Pair with Sloane Fine Tea Merchants Heavenly Cream
Half-blown rose by Leesa Cross-Smith
When I want to feel classy and elegant, I turn to my Heavenly Cream tea. It’s basically Earl Gray with the addition of a little vanilla. And it tastes absolutely indulgent. A perfect book to go with it is Half-blown rose. Vincent is a woman living her absolute best life in Paris following her husband’s betrayal. As she tries to rebuild her life, she meets a sexy young man named Wolf and things get both complicated and delicious. This book has the leisurely rhythm of a stroll through Paris, where you take the time to notice every little thing. The book even organizes the reading lists for you in the text.
Pair it with a vanilla rooibos tea
The blue castle by LM Montgomery
For me, vanilla rooibos tea is pure comfort. It’s what I drink when I’m past the caffeinated hour of the day, and I want something hot and a little sweet but not sweet. This is the tea to associate with your reading comfort.

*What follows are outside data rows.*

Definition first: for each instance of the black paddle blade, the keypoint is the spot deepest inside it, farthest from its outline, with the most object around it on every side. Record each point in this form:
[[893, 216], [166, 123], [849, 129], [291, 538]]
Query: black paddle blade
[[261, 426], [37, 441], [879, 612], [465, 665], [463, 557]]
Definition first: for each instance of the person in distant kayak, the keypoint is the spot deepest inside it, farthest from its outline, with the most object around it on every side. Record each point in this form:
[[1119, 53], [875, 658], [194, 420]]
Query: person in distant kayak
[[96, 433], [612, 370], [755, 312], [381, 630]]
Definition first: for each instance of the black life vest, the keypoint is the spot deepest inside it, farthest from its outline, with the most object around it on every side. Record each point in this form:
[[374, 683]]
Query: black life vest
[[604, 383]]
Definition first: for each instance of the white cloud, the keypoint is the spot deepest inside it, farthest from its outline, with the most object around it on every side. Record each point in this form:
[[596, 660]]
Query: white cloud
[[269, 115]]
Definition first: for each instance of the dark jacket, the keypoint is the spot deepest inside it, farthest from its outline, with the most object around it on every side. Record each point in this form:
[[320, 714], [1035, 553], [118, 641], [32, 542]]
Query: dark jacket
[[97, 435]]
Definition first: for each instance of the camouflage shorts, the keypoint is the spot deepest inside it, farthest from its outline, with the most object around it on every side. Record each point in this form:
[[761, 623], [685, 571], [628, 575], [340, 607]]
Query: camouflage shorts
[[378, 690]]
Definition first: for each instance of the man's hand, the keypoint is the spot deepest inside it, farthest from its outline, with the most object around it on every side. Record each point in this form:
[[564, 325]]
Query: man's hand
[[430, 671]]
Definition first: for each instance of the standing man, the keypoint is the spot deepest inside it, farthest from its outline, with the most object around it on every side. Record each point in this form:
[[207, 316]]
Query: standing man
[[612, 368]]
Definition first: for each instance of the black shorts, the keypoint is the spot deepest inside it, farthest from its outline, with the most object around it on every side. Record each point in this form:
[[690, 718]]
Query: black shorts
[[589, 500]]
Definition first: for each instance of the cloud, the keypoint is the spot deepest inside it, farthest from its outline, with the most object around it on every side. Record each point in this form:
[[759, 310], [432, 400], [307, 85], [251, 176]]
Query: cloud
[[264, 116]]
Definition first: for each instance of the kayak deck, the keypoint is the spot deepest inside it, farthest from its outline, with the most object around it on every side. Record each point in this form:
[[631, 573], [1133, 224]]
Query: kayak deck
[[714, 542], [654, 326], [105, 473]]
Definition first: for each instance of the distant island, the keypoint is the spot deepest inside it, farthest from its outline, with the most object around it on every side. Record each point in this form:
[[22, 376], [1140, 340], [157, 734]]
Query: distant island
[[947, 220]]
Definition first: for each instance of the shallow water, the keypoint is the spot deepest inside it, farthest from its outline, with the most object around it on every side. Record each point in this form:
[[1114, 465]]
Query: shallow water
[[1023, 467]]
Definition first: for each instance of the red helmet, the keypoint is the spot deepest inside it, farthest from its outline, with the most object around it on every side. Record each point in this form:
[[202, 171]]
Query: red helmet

For me, it’s The blue castlethe romance novel written by the author of Anne of Green Gables. It’s a story of a marriage of convenience between Valancy Stirling and Barney Snaith. Valancy tries to get away from an overbearing family and she lands with a mysterious, dreamy man whose secrets are slowly being revealed. Pure delight.

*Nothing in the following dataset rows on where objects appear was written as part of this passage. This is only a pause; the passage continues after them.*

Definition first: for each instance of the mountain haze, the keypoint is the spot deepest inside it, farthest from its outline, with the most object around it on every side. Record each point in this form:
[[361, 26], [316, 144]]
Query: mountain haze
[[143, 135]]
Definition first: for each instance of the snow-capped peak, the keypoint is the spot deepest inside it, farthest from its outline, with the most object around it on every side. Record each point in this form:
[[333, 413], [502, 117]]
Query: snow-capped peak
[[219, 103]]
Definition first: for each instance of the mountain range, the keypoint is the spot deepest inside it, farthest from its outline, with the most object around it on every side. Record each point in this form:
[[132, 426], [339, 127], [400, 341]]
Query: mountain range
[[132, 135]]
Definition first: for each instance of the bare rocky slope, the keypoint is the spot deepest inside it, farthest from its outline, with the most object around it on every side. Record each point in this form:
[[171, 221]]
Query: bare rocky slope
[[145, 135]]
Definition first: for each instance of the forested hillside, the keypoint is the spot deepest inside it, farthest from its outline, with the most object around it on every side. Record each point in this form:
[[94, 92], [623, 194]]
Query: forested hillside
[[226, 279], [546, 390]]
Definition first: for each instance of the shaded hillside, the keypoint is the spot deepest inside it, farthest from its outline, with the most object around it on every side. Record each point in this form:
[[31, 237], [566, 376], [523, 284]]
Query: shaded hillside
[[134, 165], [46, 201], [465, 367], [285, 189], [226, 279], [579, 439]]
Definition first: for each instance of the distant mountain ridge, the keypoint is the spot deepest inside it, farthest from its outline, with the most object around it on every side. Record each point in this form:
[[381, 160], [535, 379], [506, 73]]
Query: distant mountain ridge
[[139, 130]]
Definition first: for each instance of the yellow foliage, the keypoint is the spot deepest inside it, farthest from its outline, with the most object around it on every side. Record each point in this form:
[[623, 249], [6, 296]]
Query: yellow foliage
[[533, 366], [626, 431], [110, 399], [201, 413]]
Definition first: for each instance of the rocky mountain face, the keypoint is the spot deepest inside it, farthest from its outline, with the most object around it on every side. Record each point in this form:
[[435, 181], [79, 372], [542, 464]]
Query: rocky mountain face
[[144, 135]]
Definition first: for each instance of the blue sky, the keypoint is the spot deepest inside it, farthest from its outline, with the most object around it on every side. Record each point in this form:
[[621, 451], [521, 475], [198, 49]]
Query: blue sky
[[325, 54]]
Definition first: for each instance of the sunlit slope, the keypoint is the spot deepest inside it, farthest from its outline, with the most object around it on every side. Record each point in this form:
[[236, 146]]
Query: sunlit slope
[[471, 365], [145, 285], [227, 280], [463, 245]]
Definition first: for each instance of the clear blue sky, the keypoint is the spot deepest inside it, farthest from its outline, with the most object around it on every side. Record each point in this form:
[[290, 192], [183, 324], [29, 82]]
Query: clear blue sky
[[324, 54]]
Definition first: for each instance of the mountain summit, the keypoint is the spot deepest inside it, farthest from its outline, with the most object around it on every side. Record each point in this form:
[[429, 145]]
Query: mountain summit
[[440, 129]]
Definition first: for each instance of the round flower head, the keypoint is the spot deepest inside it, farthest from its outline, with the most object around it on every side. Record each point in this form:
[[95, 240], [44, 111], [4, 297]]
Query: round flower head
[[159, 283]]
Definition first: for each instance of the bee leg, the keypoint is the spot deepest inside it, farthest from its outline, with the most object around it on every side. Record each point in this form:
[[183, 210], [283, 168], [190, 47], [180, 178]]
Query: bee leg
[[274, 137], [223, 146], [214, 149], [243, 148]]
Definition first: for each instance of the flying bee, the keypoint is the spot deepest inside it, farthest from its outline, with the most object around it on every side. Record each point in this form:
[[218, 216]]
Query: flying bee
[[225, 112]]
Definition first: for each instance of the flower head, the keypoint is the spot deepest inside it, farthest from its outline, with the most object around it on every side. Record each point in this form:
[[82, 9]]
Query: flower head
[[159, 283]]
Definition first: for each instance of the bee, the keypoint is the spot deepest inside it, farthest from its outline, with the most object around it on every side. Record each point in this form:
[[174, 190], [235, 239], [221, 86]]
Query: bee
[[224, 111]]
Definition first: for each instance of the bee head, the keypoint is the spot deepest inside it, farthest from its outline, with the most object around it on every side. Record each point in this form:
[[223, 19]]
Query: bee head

Pair with Turkish Apple Tea
How many of these hills is gold by C Pam Zhang
The first time I had Turkish apple tea was unforgettable. I was in Istanbul, shopping in a bazaar. I was standing outside a carpet store when the owner invited me in, showed me a seat, and sent someone to get me some tea. Sipping the fragrant tea while being dazzled by its beautiful wares was like something out of a novel. For this tea, you want a haunting storytelling. So I chose this book, which weaves a mythological tale from the story of two newly orphaned children finding a place to rest the remains of their dead father in the era of the Rush to the West.

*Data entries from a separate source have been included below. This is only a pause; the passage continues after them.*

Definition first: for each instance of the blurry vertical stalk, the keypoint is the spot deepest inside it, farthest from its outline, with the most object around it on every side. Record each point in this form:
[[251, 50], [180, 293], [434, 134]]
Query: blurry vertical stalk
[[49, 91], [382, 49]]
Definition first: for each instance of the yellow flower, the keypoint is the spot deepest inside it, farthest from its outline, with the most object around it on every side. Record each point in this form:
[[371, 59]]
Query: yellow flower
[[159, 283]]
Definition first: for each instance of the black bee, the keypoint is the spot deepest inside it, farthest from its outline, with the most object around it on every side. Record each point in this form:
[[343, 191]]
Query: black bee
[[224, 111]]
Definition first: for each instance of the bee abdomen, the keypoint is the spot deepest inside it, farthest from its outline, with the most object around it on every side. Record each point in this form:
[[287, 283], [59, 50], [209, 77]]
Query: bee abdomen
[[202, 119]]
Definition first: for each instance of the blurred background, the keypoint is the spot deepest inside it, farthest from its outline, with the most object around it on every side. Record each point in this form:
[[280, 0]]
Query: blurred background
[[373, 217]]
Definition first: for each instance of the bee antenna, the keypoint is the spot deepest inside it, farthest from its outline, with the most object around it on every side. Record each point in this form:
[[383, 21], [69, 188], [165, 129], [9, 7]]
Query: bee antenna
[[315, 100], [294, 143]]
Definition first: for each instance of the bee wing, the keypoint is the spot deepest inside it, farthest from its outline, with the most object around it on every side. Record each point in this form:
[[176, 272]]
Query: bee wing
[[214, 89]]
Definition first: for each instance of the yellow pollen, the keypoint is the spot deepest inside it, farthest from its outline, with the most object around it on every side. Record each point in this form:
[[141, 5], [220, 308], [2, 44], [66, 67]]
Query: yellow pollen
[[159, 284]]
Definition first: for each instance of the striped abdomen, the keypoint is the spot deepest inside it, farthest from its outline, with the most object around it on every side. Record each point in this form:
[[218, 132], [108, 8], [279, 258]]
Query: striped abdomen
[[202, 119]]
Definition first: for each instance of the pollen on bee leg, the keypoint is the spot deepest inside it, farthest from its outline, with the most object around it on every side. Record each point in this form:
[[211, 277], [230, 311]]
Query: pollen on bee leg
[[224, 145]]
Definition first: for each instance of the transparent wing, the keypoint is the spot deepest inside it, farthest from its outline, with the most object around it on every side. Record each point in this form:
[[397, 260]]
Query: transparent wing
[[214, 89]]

Pair with a Scottish breakfast
Migrations by Charlotte McConaghy
Of all the breakfast teas, Scottish is perhaps the strongest. Sometimes I need a tea that a spoon can stand in, a tea that can take a healthy dose of cream and sugar. If I’m looking at a hard day, I want fortification. Likewise, if I’m going to read something really difficult and potentially heartbreaking, a fortifying tea is a good match. Migrations is the story of a woman who follows arctic terns on what may be their last migration. Climate change and extinction are really hard pills to swallow, so if I’m going to leave this scary stuff in my brain, I want some strong tea to get me through it.
To associate with a Moroccan mint tea
The Hacienda by Isabel Canas
Moroccan mint tea is the one I love iced, with a little rose syrup if you have it. It’s so crisp and refreshing, the perfect drink to sit down after sweating while raking the leaves. I like to pair it with a book that brings something really refreshing to a well-rehearsed story. The Hacienda follows a plot very similar to Daphne du Maurier’s gothic classic Rebecca. A second wife arrives at a house haunted (metaphorically, or perhaps literally) by the first wife, a haunting that needs to be exorcised. The Hacienda makes this story incredibly fresh and exciting by setting the story in the aftermath of the Mexican War of Independence, adding a hot wizard priest – yes, a hot wizard priest!!! — and make the themes of colonialism incisive and explicit.
Please enjoy these refreshments. Then find even more book and tea pairings, complete with mysteries. Stay warm and happy reading, friends.